Soupers : Jeu de société
Soupers, la plus récente création de Simon Boudreault, nous entraîne dans les dédales d’une solitude toute contemporaine.
On ne dit pas que les pièces de Simon Boudreault réinventent la roue. Sur le fond comme sur la forme, il est vrai qu’elles sont assez conventionnelles. Mais ses chroniques aigres-douces se penchent sur la vie des gens ordinaires de manière drôle et émouvante, elles visent juste et sonnent vrai. Ce qui n’est pas rien.

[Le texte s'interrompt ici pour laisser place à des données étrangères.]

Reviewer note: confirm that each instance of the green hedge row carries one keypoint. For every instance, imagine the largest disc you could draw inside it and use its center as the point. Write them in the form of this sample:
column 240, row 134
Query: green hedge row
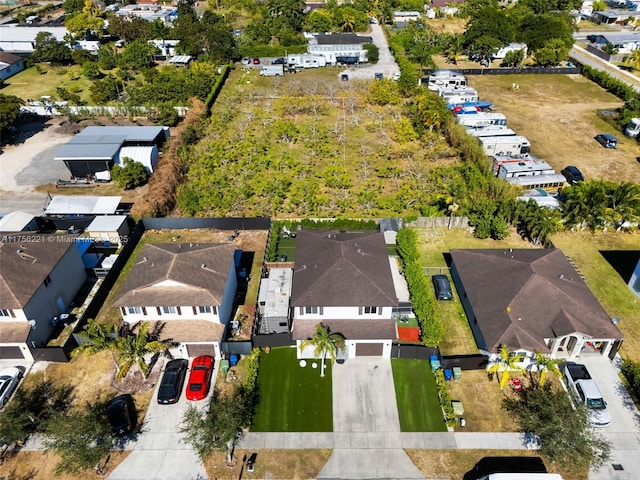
column 422, row 299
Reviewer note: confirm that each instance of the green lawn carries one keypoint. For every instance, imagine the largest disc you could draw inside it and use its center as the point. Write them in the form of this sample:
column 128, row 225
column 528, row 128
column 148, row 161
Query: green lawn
column 292, row 398
column 418, row 406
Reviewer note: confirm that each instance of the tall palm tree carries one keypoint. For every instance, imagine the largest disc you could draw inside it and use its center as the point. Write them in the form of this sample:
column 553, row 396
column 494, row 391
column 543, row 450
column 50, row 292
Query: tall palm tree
column 324, row 343
column 132, row 347
column 544, row 365
column 505, row 364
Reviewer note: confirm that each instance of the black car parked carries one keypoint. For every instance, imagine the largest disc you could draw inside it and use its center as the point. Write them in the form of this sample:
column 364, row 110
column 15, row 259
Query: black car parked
column 572, row 174
column 172, row 381
column 122, row 415
column 442, row 287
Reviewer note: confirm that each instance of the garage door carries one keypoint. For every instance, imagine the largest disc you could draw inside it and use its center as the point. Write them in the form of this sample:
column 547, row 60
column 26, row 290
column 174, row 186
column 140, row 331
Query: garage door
column 195, row 350
column 11, row 353
column 369, row 349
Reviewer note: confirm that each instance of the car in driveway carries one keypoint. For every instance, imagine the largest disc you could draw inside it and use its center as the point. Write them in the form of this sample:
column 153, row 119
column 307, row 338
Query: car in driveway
column 9, row 380
column 172, row 381
column 607, row 140
column 199, row 378
column 122, row 415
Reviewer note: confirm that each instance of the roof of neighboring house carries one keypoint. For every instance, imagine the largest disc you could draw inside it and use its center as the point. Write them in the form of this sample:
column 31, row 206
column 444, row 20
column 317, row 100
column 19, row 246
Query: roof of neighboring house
column 26, row 260
column 178, row 274
column 15, row 221
column 521, row 297
column 106, row 223
column 341, row 39
column 342, row 269
column 349, row 329
column 13, row 33
column 189, row 330
column 9, row 58
column 82, row 205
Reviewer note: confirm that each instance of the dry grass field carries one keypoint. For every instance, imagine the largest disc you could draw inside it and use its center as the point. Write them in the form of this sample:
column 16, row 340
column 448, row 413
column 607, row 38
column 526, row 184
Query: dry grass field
column 558, row 114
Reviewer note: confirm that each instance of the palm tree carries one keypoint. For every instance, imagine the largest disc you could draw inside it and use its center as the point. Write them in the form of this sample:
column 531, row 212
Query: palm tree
column 131, row 348
column 544, row 365
column 505, row 364
column 324, row 342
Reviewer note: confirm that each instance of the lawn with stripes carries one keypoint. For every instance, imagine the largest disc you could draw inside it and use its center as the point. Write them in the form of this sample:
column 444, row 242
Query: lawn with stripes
column 292, row 398
column 416, row 395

L’homme a un talent qui manque cruellement à plusieurs de ceux qui tentent par les temps qui courent de croquer la galerie de "personnages" qui les entoure.

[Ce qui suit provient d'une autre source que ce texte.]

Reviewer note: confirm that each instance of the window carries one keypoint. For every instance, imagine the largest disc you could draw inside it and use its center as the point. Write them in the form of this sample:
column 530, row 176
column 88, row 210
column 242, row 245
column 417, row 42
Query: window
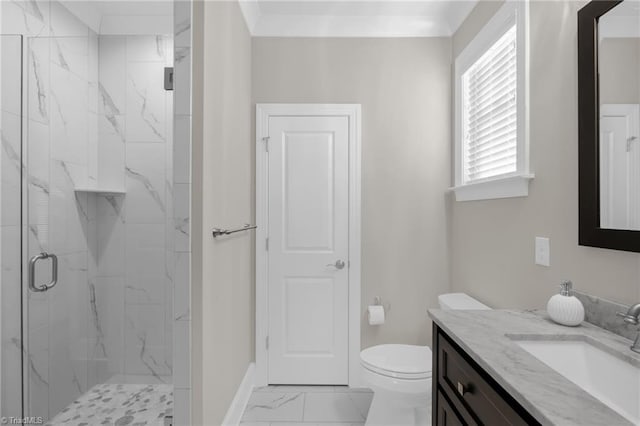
column 491, row 146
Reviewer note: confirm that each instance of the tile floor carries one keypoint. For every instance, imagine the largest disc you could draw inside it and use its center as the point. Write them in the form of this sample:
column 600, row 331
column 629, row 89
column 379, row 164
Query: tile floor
column 119, row 404
column 307, row 406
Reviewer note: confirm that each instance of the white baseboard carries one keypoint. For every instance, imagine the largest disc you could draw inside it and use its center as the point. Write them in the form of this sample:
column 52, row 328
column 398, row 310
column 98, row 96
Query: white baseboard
column 240, row 400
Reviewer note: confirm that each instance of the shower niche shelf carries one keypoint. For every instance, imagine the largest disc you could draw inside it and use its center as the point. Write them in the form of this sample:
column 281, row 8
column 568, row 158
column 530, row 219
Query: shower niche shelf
column 101, row 191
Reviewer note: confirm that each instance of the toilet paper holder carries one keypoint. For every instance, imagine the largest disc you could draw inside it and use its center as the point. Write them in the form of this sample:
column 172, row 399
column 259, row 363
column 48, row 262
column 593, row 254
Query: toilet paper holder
column 378, row 301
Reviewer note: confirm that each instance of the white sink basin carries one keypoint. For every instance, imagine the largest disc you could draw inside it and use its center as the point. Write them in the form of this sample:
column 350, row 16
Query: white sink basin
column 612, row 380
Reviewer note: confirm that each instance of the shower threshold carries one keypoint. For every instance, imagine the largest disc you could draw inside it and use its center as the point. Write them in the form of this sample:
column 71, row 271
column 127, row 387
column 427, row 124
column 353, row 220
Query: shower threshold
column 120, row 404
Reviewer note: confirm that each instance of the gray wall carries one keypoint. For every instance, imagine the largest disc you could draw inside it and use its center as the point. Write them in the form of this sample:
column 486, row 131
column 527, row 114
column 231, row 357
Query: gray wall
column 492, row 242
column 223, row 296
column 404, row 88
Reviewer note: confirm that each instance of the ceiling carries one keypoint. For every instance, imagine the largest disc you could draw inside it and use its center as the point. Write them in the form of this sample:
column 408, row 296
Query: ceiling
column 124, row 17
column 355, row 18
column 290, row 18
column 623, row 21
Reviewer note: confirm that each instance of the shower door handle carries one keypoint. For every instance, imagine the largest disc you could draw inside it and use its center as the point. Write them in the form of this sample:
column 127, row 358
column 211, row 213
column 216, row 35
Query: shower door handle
column 32, row 272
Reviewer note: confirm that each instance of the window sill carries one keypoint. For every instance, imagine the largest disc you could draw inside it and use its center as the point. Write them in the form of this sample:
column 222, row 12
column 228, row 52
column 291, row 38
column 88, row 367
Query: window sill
column 507, row 187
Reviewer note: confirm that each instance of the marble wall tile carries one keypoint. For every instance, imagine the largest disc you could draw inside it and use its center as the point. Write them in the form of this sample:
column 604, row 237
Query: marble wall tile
column 144, row 244
column 181, row 355
column 144, row 341
column 146, row 96
column 11, row 349
column 10, row 75
column 113, row 75
column 182, row 214
column 603, row 313
column 11, row 168
column 110, row 239
column 182, row 81
column 69, row 332
column 38, row 172
column 182, row 23
column 107, row 318
column 182, row 149
column 64, row 23
column 69, row 117
column 37, row 372
column 182, row 407
column 25, row 17
column 68, row 215
column 182, row 197
column 72, row 55
column 152, row 48
column 111, row 152
column 145, row 178
column 182, row 293
column 38, row 66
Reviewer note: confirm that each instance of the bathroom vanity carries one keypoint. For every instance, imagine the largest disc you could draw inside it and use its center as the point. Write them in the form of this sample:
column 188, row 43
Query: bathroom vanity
column 509, row 367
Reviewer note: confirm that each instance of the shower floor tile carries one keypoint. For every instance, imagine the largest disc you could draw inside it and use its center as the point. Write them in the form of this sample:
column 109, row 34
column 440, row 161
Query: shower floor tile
column 119, row 404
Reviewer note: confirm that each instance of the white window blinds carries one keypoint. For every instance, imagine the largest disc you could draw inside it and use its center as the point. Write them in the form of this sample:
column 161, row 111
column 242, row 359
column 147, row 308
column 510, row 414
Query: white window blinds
column 489, row 112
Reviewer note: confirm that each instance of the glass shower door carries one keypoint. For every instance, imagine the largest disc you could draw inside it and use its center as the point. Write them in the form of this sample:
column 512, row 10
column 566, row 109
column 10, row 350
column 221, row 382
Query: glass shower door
column 61, row 123
column 10, row 223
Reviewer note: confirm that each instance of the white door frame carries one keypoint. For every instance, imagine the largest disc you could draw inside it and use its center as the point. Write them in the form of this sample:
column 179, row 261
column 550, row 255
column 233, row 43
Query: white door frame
column 353, row 113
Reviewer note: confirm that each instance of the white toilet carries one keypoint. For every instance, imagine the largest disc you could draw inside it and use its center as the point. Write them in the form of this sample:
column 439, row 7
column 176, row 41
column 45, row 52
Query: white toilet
column 400, row 375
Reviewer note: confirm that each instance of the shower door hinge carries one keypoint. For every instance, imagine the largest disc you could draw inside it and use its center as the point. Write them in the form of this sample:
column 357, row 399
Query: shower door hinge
column 168, row 78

À vrai dire, l’auteur et metteur en scène attitré de Simoniaques Théâtre se saisit courageusement de l’ici et maintenant, observe ses contemporains avec beaucoup d’empathie et tout autant de lucidité. Après Sauce brune, qui donnait la parole à quatre femmes confinées aux cuisines d’une école secondaire, Boudreault signe Soupers, une pièce toute en chassés-croisés qui traite, elle aussi, de solitude et d’incommunicabilité, mais surtout des ravages que ce genre de situation peut causer, de l’ampleur que cela peut prendre dans nos sociétés individualistes.

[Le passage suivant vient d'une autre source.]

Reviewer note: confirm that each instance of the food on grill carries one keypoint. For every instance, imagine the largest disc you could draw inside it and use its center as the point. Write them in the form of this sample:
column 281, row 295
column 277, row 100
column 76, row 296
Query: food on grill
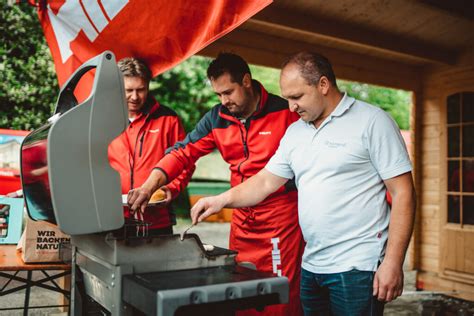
column 158, row 196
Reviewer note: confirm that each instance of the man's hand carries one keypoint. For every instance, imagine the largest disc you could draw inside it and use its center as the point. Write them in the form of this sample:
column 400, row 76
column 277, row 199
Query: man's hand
column 169, row 195
column 388, row 282
column 138, row 199
column 206, row 207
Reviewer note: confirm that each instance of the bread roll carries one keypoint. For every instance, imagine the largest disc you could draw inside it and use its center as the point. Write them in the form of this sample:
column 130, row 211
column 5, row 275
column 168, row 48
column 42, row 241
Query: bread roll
column 159, row 195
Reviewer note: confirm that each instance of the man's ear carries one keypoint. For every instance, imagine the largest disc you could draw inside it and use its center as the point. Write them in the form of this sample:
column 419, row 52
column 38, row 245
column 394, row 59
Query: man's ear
column 247, row 80
column 324, row 85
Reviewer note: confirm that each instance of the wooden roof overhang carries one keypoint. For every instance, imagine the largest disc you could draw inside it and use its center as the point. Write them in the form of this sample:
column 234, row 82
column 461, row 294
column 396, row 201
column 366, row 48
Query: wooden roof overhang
column 381, row 42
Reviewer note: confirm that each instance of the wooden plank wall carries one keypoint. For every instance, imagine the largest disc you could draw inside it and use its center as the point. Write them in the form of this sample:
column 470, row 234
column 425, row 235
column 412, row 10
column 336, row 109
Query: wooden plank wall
column 438, row 83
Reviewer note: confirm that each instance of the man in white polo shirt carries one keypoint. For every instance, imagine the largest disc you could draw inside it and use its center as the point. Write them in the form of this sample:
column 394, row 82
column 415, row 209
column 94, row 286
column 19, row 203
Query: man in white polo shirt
column 344, row 154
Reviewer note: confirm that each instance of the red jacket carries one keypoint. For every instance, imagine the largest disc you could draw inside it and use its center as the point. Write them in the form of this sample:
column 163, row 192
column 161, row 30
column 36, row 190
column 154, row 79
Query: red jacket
column 247, row 146
column 139, row 148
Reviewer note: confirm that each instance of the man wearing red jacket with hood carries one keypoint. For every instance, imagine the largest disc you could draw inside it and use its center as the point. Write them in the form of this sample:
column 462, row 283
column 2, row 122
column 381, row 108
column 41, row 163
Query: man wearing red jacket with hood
column 153, row 127
column 246, row 128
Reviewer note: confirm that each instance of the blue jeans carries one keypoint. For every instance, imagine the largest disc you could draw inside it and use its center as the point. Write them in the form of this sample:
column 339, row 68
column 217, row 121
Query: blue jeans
column 346, row 293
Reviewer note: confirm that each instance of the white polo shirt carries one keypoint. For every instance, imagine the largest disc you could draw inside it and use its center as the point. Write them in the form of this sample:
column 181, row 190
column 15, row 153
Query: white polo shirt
column 339, row 170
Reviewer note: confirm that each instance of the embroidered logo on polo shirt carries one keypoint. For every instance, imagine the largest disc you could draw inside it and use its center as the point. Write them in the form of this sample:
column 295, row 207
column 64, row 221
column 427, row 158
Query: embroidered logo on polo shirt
column 334, row 144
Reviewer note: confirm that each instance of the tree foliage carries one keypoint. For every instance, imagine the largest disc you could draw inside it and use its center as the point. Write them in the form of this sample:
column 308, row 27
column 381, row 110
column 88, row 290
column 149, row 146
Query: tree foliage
column 185, row 89
column 395, row 102
column 28, row 84
column 29, row 88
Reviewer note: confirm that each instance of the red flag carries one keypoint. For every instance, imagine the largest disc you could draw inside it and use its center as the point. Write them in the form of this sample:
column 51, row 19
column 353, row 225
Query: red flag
column 161, row 32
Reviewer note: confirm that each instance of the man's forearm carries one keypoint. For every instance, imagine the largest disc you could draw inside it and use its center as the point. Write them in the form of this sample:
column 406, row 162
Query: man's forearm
column 401, row 226
column 254, row 190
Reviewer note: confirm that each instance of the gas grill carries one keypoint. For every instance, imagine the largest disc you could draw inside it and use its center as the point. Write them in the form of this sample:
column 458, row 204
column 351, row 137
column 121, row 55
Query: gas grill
column 67, row 180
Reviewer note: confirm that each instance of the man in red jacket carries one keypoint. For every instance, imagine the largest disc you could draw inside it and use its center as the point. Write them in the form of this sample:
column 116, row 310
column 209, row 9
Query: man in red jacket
column 153, row 128
column 246, row 128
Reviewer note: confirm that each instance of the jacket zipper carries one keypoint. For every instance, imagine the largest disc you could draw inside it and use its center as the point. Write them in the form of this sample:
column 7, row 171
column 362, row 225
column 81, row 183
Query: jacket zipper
column 141, row 143
column 141, row 140
column 244, row 135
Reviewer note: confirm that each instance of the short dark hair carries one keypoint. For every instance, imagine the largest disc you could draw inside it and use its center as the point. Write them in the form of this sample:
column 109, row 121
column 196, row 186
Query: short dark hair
column 312, row 67
column 134, row 67
column 230, row 63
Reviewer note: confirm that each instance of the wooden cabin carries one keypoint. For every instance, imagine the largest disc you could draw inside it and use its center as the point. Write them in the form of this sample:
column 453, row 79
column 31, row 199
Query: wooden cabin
column 422, row 46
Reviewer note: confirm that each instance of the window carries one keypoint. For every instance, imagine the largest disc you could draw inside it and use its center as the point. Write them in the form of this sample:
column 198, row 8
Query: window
column 460, row 160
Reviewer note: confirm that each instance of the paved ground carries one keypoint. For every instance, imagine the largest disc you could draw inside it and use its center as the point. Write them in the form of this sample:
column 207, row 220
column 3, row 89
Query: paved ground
column 411, row 302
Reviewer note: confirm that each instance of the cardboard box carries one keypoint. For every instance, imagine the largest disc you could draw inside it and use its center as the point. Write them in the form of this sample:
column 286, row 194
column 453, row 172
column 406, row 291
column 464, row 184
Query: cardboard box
column 41, row 242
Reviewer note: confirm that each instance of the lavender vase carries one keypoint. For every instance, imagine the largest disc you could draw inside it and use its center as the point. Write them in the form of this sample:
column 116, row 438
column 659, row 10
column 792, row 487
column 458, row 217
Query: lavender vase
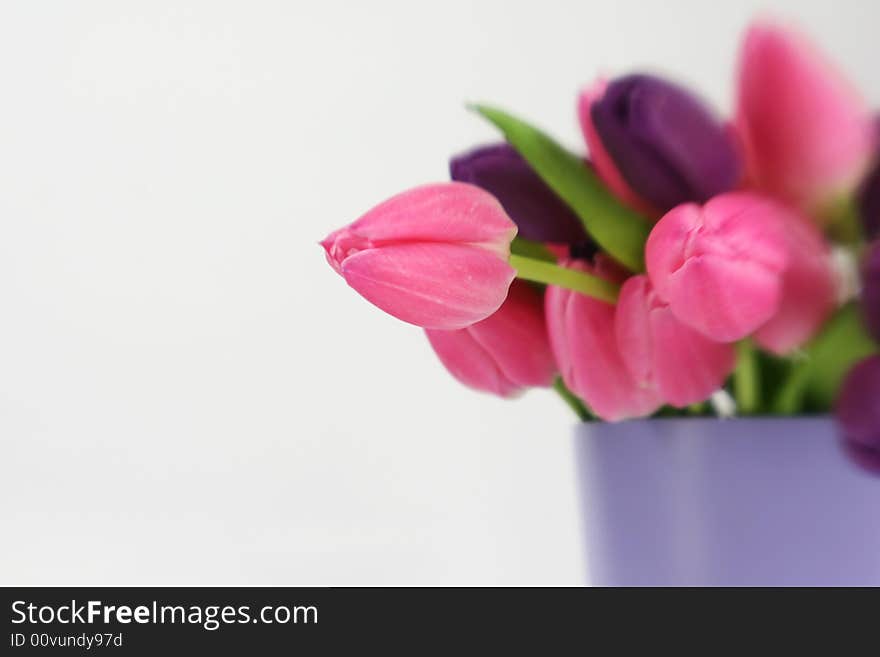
column 746, row 502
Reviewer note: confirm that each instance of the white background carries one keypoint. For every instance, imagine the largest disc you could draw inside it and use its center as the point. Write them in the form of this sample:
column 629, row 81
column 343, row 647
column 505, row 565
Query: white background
column 188, row 393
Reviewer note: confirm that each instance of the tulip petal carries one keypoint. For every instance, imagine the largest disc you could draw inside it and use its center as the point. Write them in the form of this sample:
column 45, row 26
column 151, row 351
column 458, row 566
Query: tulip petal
column 809, row 289
column 539, row 214
column 720, row 266
column 857, row 409
column 599, row 157
column 871, row 291
column 583, row 338
column 435, row 256
column 665, row 142
column 433, row 285
column 504, row 353
column 665, row 354
column 807, row 134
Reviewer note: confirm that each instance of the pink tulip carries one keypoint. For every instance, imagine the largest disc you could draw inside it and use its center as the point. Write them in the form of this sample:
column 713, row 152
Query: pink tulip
column 435, row 256
column 807, row 134
column 584, row 341
column 504, row 353
column 809, row 288
column 663, row 354
column 599, row 157
column 720, row 266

Marc-Antoine a la trentaine, un sérieux surplus de poids et un boulot dans les jeux vidéo qui lui permet de quitter quotidiennement la dure réalité pour des univers virtuels. Au moment où on le rencontre, il ressent un immense désarroi affectif. Ce n’est pas sa mère, particulièrement étouffante, qui lui viendra en aide. Pas plus que sa soeur, égoïste, pour ainsi dire insensible, dépassée par son quotidien de mère monoparentale endettée. En fait, personne ne l’écoute vraiment. Si ce n’était de son chat, Guy, qui dépérit à vue d’oeil, Marc-Antoine serait totalement seul. En ce sens, le jeune homme est ni plus ni moins qu’une bombe à retardement.
Dans une salle transformée en restaurant, les clients-spectateurs sont témoins de rencontres houleuses entre le personnage principal et sa mère, ou sa soeur, ou sa collègue de travail. Les échanges sont souvent désopilants, ce qui rend les non-dits plus terrifiants encore. La partition bouleverse la chronologie des événements, entremêle habilement les tête-à-tête. De plus en plus essoufflé, de plus en plus rongé par son triste sort, Marc-Antoine court d’un souper à l’autre, d’une table à l’autre, d’une assiette à l’autre. On serait tenté de dire, parce que la mise en scène multiplie les clins d’oeil au jeu vidéo, que notre héros passe d’un niveau à l’autre.
Dans la peau de Marc-Antoine, Alexandre Daneau est particulièrement doué. Le comédien, qu’on ne voit pas assez sur nos scènes, exprime avec justesse la vulnérabilité de son personnage, mais aussi sa rage. Quand son trop-plein de détresse se transforme en agressivité, on frissonne. Sophie Clément, la mère, Caroline Lavigne, la soeur, et Catherine Ruel, la collègue de travail, incarnent leurs personnages intrinsèquement caricaturaux avec doigté, sans jamais forcer le trait.